Friday, July 29, 2016

Fukuoka

Our day in Fukuoka felt more like a continuation of the previous 36 hours than the start of a new adventure.  With surprisingly minimal jet lag, we set out to explore the surrounding area.

We were able to visit two separate temples--the first, Shinto, the second, Buddhist.  Ninety percent of Japanese in Japan are followers of Shinto and Eighty percent are Buddhist.  Yes, that means there is overlap.

They were truly beautiful.  After purifying ourselves by washing our hands at the front, we were able to enter the inner areas.  The temple was built in the year 808!

Following this, we made our way to the Godzilla exhibits at the Fukuoka Art Museum.  There is so much to talk about, but I'll just leave it with: it was good, I greatly enjoyed it.
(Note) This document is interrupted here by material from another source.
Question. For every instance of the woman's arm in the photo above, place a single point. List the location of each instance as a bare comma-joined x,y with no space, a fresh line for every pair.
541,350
On the subject of food, (because honestly, who cares about anything else, amiright?) Fukuoka is known for its wooden food stands.  Called "yatai", these are where you want to go for some cheap, delicious meats, noodles, and rice.  And beer, apparently--a great way to loosen your tie after a long day of work--or travel.

"Yakitori" technically just refers to fried or barbecued chicken, but I feel as though the word means so much more here because this was one of the best means of my life.  One thing I noticed upon arrival is that the scents are all different.  This is important enough considering my sense of smell--which, day-to-day, ranges from "eh" to "dreadful".  Walking up and down the strip, alongside the water, our group hunted for a stand with enough seeing for five.  The air was heavy with the sourness of beer and the acrid smoke of charred meats.

For the past two weeks, I have been practicing my eating.  I've been working on eating much more slowly and deliberately--trying as hard as I could to taste the food better whilst I chew.  I am so glad for this because what awaited me on this particular evening was wonderful.

In halting english and with much hand-waving (both figuratively and literally), I was able to help communicate to our chef that we each wanted to try the barbecue and that we each wanted a beer.

Dehydrated and on little sleep, the brew soon worked its magic.  

The custom in Japan is to never pour your own drinks--and to keep your drinking partners well lubricated.  My drinking partner did an admirable job of introducing me to Japanese custom.  Soon, admidst the swirling scent of charred porka dint e din of far-off J-pop, I lost just enough of my inhibitions to allow me to try out my Japanese.


It ended just about how you would expect it to have.